The same group is suspected in the August kidnapping in the city of Lahore of Shahbaz Taseer, the son of provincial governor Salman Taseer who was killed by an extremist, according to intelligence officials who spoke on condition of anonymity. They say Taseer is being held in Waziristan close to the Afghan border. Weeks before Taseer's kidnapping, American development expert Warren Weinstein was taken from his house in Lahore. His fate is unknown.

The "Black Night" group works under the command of Hakimullah Mehsud and Waliur Rehman Mehsud, the top leaders in the Pakistani Taliban, according to a member of the group who spoke to an Associated Press reporter by phone from an undisclosed location.

He said the group would continue to target wealthy Pakistanis, government officials and foreigners from non-Muslim countries for kidnappings. Banks were hit because they charged interest and therefore violated Islamic law, he said.

In Karachi, four bank robberies this year have netted $2.3 million, according to a community police organisation. The Taliban are suspected in three of them.

"We are not fighting on that front line against the Pakistani army or Nato forces in Afghanistan, but we are contributing to the jihad through this way," the militant said on condition that his real name not be used.

Police are not allowed to travel to the tribal-administered areas where the Pakistani Taliban and other militants are based. This status, dating back to British colonial times, means the area has long been attractive to criminals on the run or for those running criminal enterprises.

The robbers who raided the bank in Dera Ismail Khan were smartly dressed and appeared relaxed, striking just after midday. Waving guns, they bundled the employees and anyone on the street into the bathroom, then took $138,000 from the safe, stuffed it into bags and drove off.

Local police chief Zulfiqar Ali blamed the "Black Night" brigade for the robbery and subsequent attack on the police station, but insisted "morale was high" at the force.

"Even with very few resources we are prepared to give militants a tit-for-tat response," he said.

More than 1,200 miles (2,000 kilometers) away in Karachi, the Taliban didn't bring guns when they came knocking at the offices of a wealthy Pashtun property developer, but their intent was clear. The man, who didn't give his name, said they demanded about $20,000.

"I couldn't escape this situation.
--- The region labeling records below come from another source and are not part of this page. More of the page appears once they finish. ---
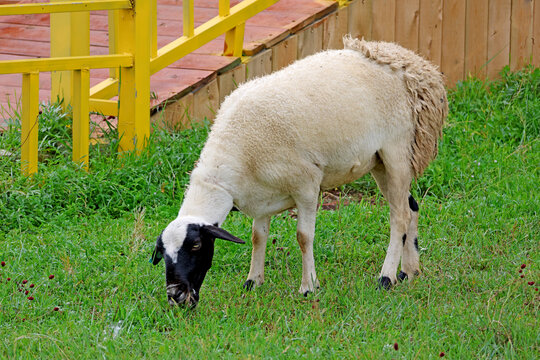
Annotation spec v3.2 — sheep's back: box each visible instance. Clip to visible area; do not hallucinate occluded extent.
[207,50,412,175]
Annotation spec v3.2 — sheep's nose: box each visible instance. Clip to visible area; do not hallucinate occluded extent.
[167,287,199,307]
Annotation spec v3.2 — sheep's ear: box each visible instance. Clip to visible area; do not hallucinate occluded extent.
[201,225,245,244]
[150,232,163,265]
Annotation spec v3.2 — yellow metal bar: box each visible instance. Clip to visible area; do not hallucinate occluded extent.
[0,0,132,15]
[71,69,90,170]
[150,0,279,74]
[0,54,133,74]
[219,0,231,16]
[50,0,71,106]
[223,23,246,57]
[90,78,120,99]
[89,99,118,116]
[90,0,279,99]
[118,1,150,152]
[182,0,195,37]
[108,10,119,79]
[21,72,39,175]
[133,1,151,153]
[150,0,157,57]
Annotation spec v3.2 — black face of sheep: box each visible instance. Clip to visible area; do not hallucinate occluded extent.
[152,224,244,307]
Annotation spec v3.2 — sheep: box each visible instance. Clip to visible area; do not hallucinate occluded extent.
[152,37,448,306]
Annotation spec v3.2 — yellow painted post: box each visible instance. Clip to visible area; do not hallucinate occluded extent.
[108,10,120,79]
[134,1,151,153]
[150,0,157,58]
[219,0,231,17]
[71,69,90,170]
[182,0,194,37]
[219,0,245,57]
[50,0,90,108]
[118,1,150,152]
[223,23,246,57]
[21,72,39,175]
[118,10,135,151]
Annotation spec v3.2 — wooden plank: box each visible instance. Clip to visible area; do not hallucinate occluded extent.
[510,0,534,71]
[347,0,373,40]
[533,1,540,67]
[395,0,420,52]
[441,0,465,86]
[465,0,489,78]
[297,21,324,59]
[150,92,193,131]
[322,7,349,49]
[372,0,394,41]
[193,79,219,122]
[246,49,272,80]
[418,0,443,66]
[218,64,246,104]
[244,25,291,56]
[272,35,298,71]
[487,0,512,79]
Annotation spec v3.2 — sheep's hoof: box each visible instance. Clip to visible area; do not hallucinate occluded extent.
[398,271,409,282]
[379,276,392,290]
[243,280,255,291]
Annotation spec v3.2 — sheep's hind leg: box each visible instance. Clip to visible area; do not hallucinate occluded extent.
[371,158,412,289]
[295,189,319,296]
[398,194,420,281]
[244,216,270,290]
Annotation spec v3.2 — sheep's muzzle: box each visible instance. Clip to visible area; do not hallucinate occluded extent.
[167,284,199,308]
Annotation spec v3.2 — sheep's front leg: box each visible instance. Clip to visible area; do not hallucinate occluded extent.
[296,196,319,296]
[244,216,270,290]
[398,195,420,281]
[379,171,411,289]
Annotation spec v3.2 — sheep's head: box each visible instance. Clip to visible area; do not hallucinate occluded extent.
[152,217,244,307]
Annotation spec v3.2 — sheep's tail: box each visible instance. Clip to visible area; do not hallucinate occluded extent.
[343,36,448,177]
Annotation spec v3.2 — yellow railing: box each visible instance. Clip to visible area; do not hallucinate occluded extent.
[0,0,279,175]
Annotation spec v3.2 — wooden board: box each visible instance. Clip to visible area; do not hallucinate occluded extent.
[371,0,394,41]
[151,92,194,131]
[347,0,377,40]
[441,0,466,86]
[218,64,246,104]
[272,35,298,71]
[246,49,272,80]
[297,21,324,59]
[487,0,512,79]
[465,0,489,78]
[418,0,443,66]
[510,0,534,71]
[395,0,420,52]
[322,7,349,49]
[192,79,219,122]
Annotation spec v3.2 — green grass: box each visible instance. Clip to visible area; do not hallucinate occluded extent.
[0,69,540,359]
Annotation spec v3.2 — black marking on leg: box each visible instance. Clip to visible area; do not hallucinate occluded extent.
[409,195,418,212]
[398,271,409,282]
[243,280,255,291]
[379,276,392,290]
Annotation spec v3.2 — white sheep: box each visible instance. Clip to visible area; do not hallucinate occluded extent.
[153,37,448,305]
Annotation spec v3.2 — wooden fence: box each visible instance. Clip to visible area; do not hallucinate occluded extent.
[0,0,278,175]
[348,0,540,85]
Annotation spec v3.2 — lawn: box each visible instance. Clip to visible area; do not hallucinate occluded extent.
[0,69,540,359]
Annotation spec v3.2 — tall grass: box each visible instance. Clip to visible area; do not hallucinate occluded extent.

As a last resort, I asked them to decrease the amount they were demanding," he said. "They didn't bring any weapons when they came to my office the first time, but they can easily harm me and my business."

Another wealthy Pashtun related how two men on a motorbike seized his 7-year-old child as he left school.

It took 17 days for the kidnappers to contact him with a demand of $140,000. He said the phone calls came from numbers in the Punjab and large towns in Waziristan, and that the kidnappers appeared to know which government agencies he had discussed the case with. After four months, they settled for about $80,000.

Mohammed Yusuf, a member of the Pakistani Taliban who met an AP reporter in Karachi, said two groups—the al-Mansoor and al-Mukhtar—handle much of the fundraising for the movement in the city. He said they also arrange for supplies to be sent to Waziristan and look after fighters when they come to Karachi.

One of the most lucrative businesses was extorting money from the trucking companies that deliver food, oil and other non-lethal supplies to American and Nato troops in Afghanistan. Many of the companies are based in Karachi because the supplies land at the city's Arabian sea port.

"We can do this because our scholars have decreed that it is quite permissible for us to snatch from those who are siding with our enemies in jihad," Yusuf said.